Среда, 14 февраля
Обедал у президента с Пуансо, Гей-Люссаком, Тьером, Моле, Руайе, Жюсье и др. Там же были Виейар и Шабрие. Первый представил меня Леону Фоше.
У меня был долгий разговор после обеда с Жюсье о цветах в связи с моими картинами, Я обещал побывать у него весной. Он покажет мне свои теплицы и достанет для меня разрешение писать этюды.
Тьер был очень холоден со мной, даже более, чем я ожидал. Я начинаю верить тому, что сказал мне Виейар в понедельник у Серфбеера: у него большой ум, но мелкая душа. По существу, он должен был бы уважать меня за то, что я оказался в оппозиции к нему по вопросу, который шокировал мои чувства. Тем хуже для него, конечно.
Мне не удалось ни поговорить с Пуансо, ни услышать его самого. Эти люди и их хладнокровие производят на меня сильное впечатление. Он говорил перед обедом о Лагранже, которого он ставит на самое высокое место, о Лапласе, которого он ценит меньше. Минье восхвалял стиль этого последнего. Пуансо процитировал несколько мест, вызывающих критику. Таково начало его «Небесной механики» (заглавие неудачное, говоря мимоходом!): «Если прекрасной ночью вы поднимете взгляды свои...» и т.д., а надо было, говорит он, написать: светлой ночью или ясной ночью. Он прав, но Минье остался при своем. Меня это не удивляет. Вольтер, по словам Пуансо, не допустил бы этого, и с основанием, на мой взгяд. Если вы изображаете любовь какого-нибудь героя из романа, слова прекрасная ночь естественны, но в научном труде вы никогда не должны терять из виду, что вы — ученый. Он же несомненно — один из самых замечательных.

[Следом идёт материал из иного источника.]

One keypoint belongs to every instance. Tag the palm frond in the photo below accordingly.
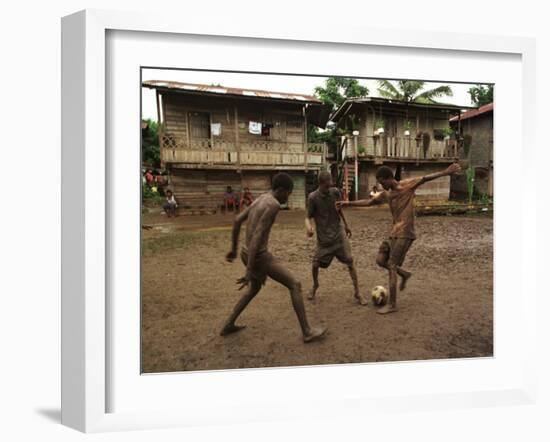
(437, 92)
(387, 90)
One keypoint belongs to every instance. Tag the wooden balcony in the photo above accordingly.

Принц сделал комплимент Энгру по поводу его прекрасной картины Капуцины, которая на самом деле является работой Гране и лишь принадлежит Энгру. Надо было видеть физиономию Энгра при этом недоразумении.
Оттуда к г-же Марлиани. Она прочла мне письмо г-жи Санд, которая приносит ей самые глубокие извинения в связи с историей насчет замужества и уверяет или старается уверить, что никогда не имела в данном отношении видов на Клезенже. В добрый час!